Known as the 'silent killer', Carbon Monoxide (CO) continues to pose a significant health risk in people's homes, responsible for an estimated 4,000 hospital visits and 50 deaths from CO poisoning each year.
The deadly gas is produced by the incomplete burning of natural gasses or liquified petroleum gas.
It can be produced if a gas appliance has been poorly fitted, not maintained properly or badly repaired. It can also be produced if chimneys, vents or flues are blocked.
CO is clearly an everyday health risk and even small amounts of the gas can cause poisoning, potentially leading to long-term side-effects.
That's why there are a range of Government rules and regulations focused on Carbon Monoxide alarms with the aim of reducing the risk of poisoning in people's homes.
In 2015, new measures were introduced which require private landlords to install a CO alarm in any room in their rental properties which is used as living accommodation where solid fuel is used.
Now the Government is reviewing this legislation - as well as a range of other non-rental sector measures relating to CO alarms - to see if it remains fit for purpose.
What is being reviewed and why?
The review was recently called by the Housing Minister, Dominic Raab. It will assess the rules which require CO alarms to be fitted in homes across England and Wales.
Once the review - which is due to be launched later this year - is complete, MPs will consider whether the regulations need reforming.
Any future changes proposed as a result of this review would also be required to take into account the Government's consultation on the operation of private rented alarm regulations as well as the Dame Judith Hackitt independent review into building regulations and fire safety.
The review will look into the cost of alarms and whether this affects installation rates - potentially increasing the risk of cases of CO poisoning occurring.
What's more, it will assess whether a blanket requirement to install alarms for all methods of heating, including gas and oil, should be introduced.
The Government says there is a 'downwards trend' of CO poisonings, but that it is keen to raise awareness of the risks posed by combustion appliances and the measures available to reduce the risk of poisoning.
The review has been championed by Eddie Hughes, MP for Walsall North and a member of the All Party Parliamentary Carbon Monoxide Group.
"Carbon monoxide can be a silent killer and my top priority is to ensure people remain safe and protected in their own homes," said Housing Minister, Dominic Raab.

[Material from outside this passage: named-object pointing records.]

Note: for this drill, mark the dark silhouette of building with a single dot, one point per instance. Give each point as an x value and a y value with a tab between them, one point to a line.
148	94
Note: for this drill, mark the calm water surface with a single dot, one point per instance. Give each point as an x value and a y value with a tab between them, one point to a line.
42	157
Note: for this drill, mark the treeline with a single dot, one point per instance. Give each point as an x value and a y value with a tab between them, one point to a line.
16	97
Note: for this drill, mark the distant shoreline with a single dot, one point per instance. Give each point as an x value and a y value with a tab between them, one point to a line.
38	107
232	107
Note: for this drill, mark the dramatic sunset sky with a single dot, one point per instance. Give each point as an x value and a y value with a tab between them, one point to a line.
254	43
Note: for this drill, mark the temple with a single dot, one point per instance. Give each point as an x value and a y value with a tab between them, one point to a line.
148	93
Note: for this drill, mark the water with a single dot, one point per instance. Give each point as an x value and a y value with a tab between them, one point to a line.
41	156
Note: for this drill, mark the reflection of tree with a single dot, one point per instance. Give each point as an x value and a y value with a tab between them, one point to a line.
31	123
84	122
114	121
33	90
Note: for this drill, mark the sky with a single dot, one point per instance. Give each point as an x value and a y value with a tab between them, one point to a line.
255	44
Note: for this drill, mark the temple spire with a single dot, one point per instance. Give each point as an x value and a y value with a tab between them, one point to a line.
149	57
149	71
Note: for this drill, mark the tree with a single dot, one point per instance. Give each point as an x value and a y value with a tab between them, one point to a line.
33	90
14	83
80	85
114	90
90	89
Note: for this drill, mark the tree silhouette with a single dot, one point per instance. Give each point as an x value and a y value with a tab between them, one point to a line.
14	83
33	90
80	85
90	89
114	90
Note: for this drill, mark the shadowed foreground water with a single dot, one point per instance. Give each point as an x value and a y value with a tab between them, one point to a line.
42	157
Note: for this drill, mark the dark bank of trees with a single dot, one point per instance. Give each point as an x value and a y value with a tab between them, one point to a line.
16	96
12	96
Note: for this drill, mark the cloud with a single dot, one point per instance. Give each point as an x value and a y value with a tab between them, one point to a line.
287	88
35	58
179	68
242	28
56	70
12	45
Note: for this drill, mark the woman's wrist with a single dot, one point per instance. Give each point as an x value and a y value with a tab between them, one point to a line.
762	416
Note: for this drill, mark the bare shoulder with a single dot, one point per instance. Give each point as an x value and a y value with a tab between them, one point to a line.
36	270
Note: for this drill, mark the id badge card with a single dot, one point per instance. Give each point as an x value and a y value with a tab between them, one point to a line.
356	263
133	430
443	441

"Working with Eddie Hughes, who has a long track record of campaigning on this issue, this review will look into the adequacy of the current laws and ensure they are providing residents with the necessary protection."
According to Government figures, around 8 million CO alarms are currently installed in homes across England. Meanwhile, the latest English Housing Survey - published in January - shows that in 2016 28% of Private Rented Sector (PRS) dwellings has a CO alarm and 35% of PRS dwellings with a solid fuel appliance had a CO alarm.
How can you or your tenants spot a CO leak?
There are a number of signs which could mean there is a CO leak in a property, as set out below courtesy of the Gas Safe Register. It's important you are aware of these tell-tale signs and it could also be beneficial to share them with your tenants so they can remain vigilant too.
- Flames of a lazy yellow or orange colour on a gas hob, rather than being a crisp blue;
- Dark staining on/around appliances;
- Pilot lights that frequently blow out;
- Increased condensation inside windows.
Remaining compliant could save lives
Carbon Monoxide production is a serious issue and landlords need to do all they can to reduce the risk of it occurring in their rental properties.
As well as making sure that a CO alarm is installed in every room used as living accommodation where solid fuel is used, you must also make sure the alarms are in working order at the start of each new tenancy.
This Government booklet provides some useful information and reminders. You should also make sure that all gas appliances are checked regularly by a Gas Safe registered engineer to help minimise the risk of CO being produced.
Being a proactive landlord is vital when it comes to CO production and making your tenants aware of the risks and what they need to look out for could also help to save lives in the future.